Using make_set on the VMs gets us back down to our original 22 Data Collection Rules.

Mv-Apply

Up to this point, we expanded all objects in the array. But what if we only want 1 or 2 items out of the entire array? Mv-Apply to the rescue. My colleague Matt Zorich enlightened a group of us to this function. He has a post of his own here, that you can read.

Mv-Apply is a godsend for Windows Event Log. Sometimes there is data we want that isn’t in the rendered description, or any other column. A while back I got pinged by someone with help extracting XML from the Event Log.

How my reaction went from help with KQL to help with XML in KQL.

Parse_XML and Mv-Apply to the rescue.

First lets look at the difference between the XML column and the Parsed XML column.

Parse_XML converted the XML to nested JSON key value pairs. From here we add Mv-Apply to get any data we want.


Event
| where EventLog == "Security"
| where EventID == "4625"
| mv-apply EventData = parse_xml(EventData).DataItem.EventData.Data on(
                    where EventData['@Name'] == 'Status'
                   | project Status = tostring(EventData['#text'])
)
| summarize TotalFailures=count() by Status, Computer

The way Mv-Apply works is that it allows you to filter inside the array by some property. You can create new fields with project and extend, or even summarize data from inside the Mv-Apply.
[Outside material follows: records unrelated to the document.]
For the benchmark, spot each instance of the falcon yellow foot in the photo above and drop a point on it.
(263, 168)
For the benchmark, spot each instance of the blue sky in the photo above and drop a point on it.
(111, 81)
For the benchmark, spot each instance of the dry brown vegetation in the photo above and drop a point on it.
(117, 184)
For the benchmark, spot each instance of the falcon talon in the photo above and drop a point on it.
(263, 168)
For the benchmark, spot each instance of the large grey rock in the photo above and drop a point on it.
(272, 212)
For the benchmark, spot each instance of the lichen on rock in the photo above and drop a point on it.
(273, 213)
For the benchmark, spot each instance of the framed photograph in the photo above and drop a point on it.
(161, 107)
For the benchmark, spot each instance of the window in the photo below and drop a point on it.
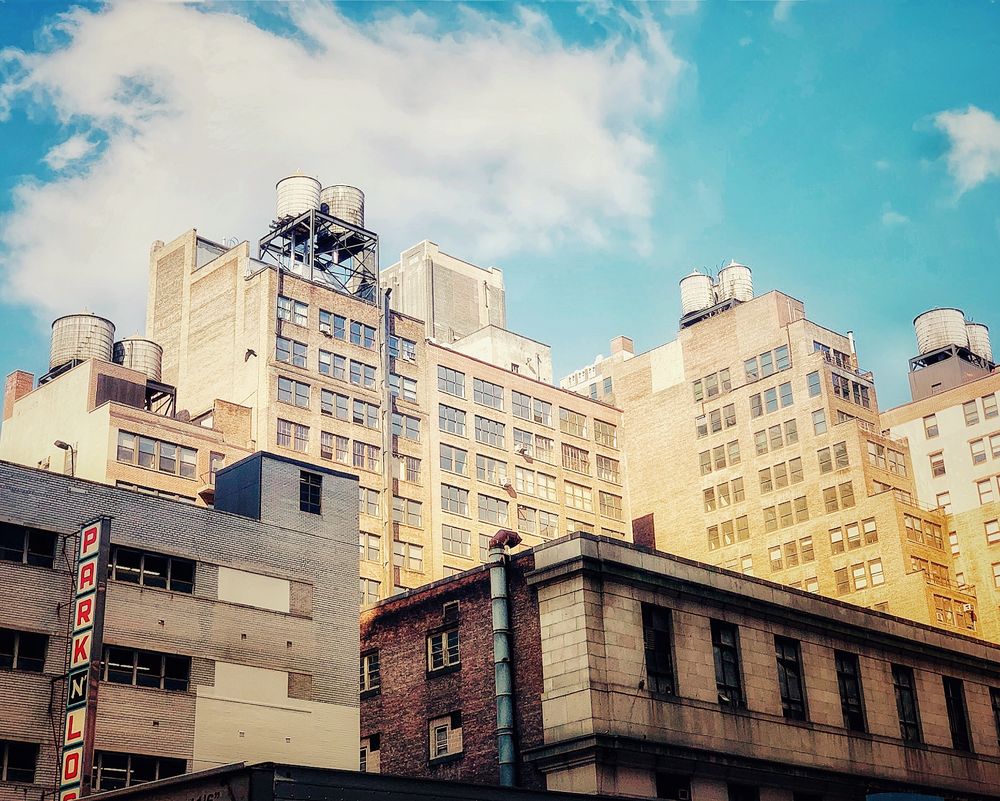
(658, 648)
(608, 469)
(578, 497)
(408, 556)
(363, 335)
(22, 650)
(146, 669)
(851, 699)
(576, 459)
(113, 771)
(292, 435)
(292, 352)
(406, 427)
(487, 394)
(294, 311)
(332, 324)
(492, 510)
(725, 647)
(18, 761)
(406, 511)
(489, 432)
(607, 434)
(456, 541)
(455, 500)
(451, 420)
(371, 674)
(906, 704)
(151, 569)
(402, 387)
(451, 381)
(368, 501)
(443, 649)
(789, 659)
(445, 736)
(611, 505)
(370, 590)
(572, 423)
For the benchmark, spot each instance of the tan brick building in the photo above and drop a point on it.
(227, 637)
(643, 674)
(753, 442)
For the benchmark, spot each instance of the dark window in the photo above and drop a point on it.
(146, 668)
(672, 786)
(17, 761)
(22, 650)
(849, 680)
(152, 569)
(793, 699)
(28, 546)
(725, 645)
(906, 704)
(310, 492)
(958, 716)
(113, 771)
(657, 640)
(995, 702)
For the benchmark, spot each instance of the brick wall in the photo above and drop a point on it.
(409, 699)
Another example my colleague Graeme Bray used to get Windows Time Service issues. This one uses Parse_XML, Mv-Apply, bag_pack, make_bag, and evaluate bag_unpack.


Event
| extend EventData=parse_xml(EventData)
| project TimeGenerated, SourceSystem, Source, EventLog, EventData = EventData.DataItem.EventData.Data
| where Source == "Microsoft-Windows-Time-Service"
| mv-apply EventData on (
project entry=bag_pack(tostring(EventData["@Name"]),
tostring(EventData["#text"]))
| summarize make_bag(entry))
| evaluate bag_unpack(bag_entry,"data")

Evaluate bag_unpack will unpack all objects of your JSON and make them new columns, which is kind of neat. You can also handle conflicts with existing column names, or add a prefix to the column names.

Extract_JSON

This one wasn’t even originally planned to be part of this post. But Graeme came saying nothing he tried could get this data out of some Microsoft Defender logs.

The data he wanted was under AdditionalFields -> Metadata -> MachineEnrichmentInfo

I tried literally every method mentioned above. Nothing worked.

The data he wanted was in a column called MachineTagsJson.

This is a ridiculous query, don’t use it. But I wanted to show how absurd it was to get this data. Again I tried the other quick and dirty method above, mv-expand, evaluate bag_unpack. BUT! The field was now addressable. I sat there saying there has to be a better way. Some web searching later, I stumbled upon the extractjson function. It takes a json path, your column name, and object type.

This query worked.

AlertEvidence
| where ServiceSource contains "Endpoint"
| where AlertId == "da23f560cc-f198-4cb6-bd68-0a78ba946417_1"
| extend test = extractjson("$.Metadata.MachineEnrichmentInfo", AdditionalFields, typeof(string))
| extend Tags = extractjson("$.MachineTagsJson", test, typeof(string))

Voila! MachineTagsJson addressable.

Whats interesting, is that I could not do:

extractjson(“$.Metadata.MachineEnrichmentInfo.MachineTagsJson”, AdditionalFields, typeof(string))

That didnt work, so I had to do a second line with another extractjson.